Although it looks OK on the outside, a lightning strike at about 6:30 p.m. shot supercharged electricity through the house and into the basement, starting a fire, said Josh Kourajian, division chief for the Laramie County Fire Authority.
“They were sitting at the table eating dinner when the house was struck by lightning,” he said. “They said it was pretty loud, and they all exited the building and got out.”
Although nothing was showing from the outside when firefighters arrived at 6:52, upon entering the home they saw some fire and smoke, “and some fire in the floor that traveled into the basement,” Kourajian said. “There were a couple of obvious places (that showed) a lighting strike, about three or four places.”
Another homeowner nearby also reported on Facebook being hit by lightning and having damage to some electrical and other systems.
‘I Was Amazed’
Jean Battin lives about five houses down the road in the rural subdivision and said the storm dumped so much hail that it was piled inches deep Thursday morning.
She was home when the storm blew through, and said there was nothing subtle about the lightning strike that hit her neighbor’s house.
“It was just this big bang: ‘boom!’” she said, adding that she “was amazed” at the quick fire department response.
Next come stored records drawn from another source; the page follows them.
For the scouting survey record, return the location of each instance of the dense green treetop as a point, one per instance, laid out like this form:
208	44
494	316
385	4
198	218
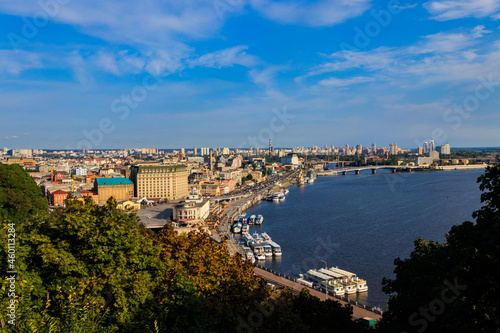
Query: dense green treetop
20	197
90	268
While the city of Cheyenne may see a lot of strikes because of the density of its buildings, out in the county a damaging strike isn’t as common, Kourajian said.
“That was the only call we responded to for a lightning strike yesterday,” he said. “We usually respond to a report of about five or six of them a year.”
Although the exterior of the home doesn’t appear to have suffered much, there was smoke damage and some fire damage inside, he said.
“We try to keep damage minimal,” he said. “We were able to save a lot of property — furniture and pictures that mean a lot to people — but there was damage to the basement and the main floor.”
He credits the residents home at the time for responding calmly for keeping the damage as minimal as it could be.
“They did everything they could on their end to respond,” he said, adding that with a lightning strike, there’s no real way to expect it. “That’s just something you can’t prevent.”